A few commonly held beliefs about the Yellow Man.

  • His blessings and gifts often come at a price. Being saved by the Yellow Man is usually followed by some other tragedy.
  • Pleasing him can protect against disease, and angering him can cause it. Stories disagree on what constitutes pleasing or displeasing the Yellow Man.
  • When you call on the Yellow Man, he answers with fire. He can grants blessings by letting his followers miraculously survive fires, and kills their enemies by burning their homes while they sleep.

Stories tied to the legend of the Yellow Man.

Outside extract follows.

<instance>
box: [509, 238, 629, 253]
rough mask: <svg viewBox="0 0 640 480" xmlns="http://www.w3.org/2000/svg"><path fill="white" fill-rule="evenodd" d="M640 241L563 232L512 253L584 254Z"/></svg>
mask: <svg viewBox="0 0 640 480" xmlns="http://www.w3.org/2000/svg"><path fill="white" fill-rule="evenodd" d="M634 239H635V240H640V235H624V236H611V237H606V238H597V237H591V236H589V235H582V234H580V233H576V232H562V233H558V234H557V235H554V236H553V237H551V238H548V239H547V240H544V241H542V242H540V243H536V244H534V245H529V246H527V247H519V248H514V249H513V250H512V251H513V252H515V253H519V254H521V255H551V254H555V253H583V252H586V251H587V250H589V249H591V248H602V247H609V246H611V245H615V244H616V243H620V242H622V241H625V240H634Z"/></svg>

  • During a great plague, a group of victims holed themselves up in a basement. The disease ravaged their bodies, but never killed them despite the high death tolls among the population. They claimed to have tried pleading with several divine powers and saints, and including some they didn’t truly believe in or wouldn’t otherwise approve of worshipping. In the following years, they all had children who died of pox.
  • A former vizier of the great potentate once lost all of his estates and his family in fires. Several of his subjects had earlier complained about unbearable taxes and working conditions, but their voices had fallen on deaf ears. They were rounded up and interrogated, and while they confessed to having enacted rituals to curse the vizier, none could be proven to have anything to do with the fires. The suspects were all executed.
  • During another great fire many years ago, a mother claimed her child had been trapped within their burning home. When the father dropped down on his knees and prayed for their son, a man with glistening yellow skin had appeared out of the flames and smoke carrying the child. She said he handed her the boy, picked up her husband despite his best efforts, and carried him into the fire. She never saw her husband or the man again.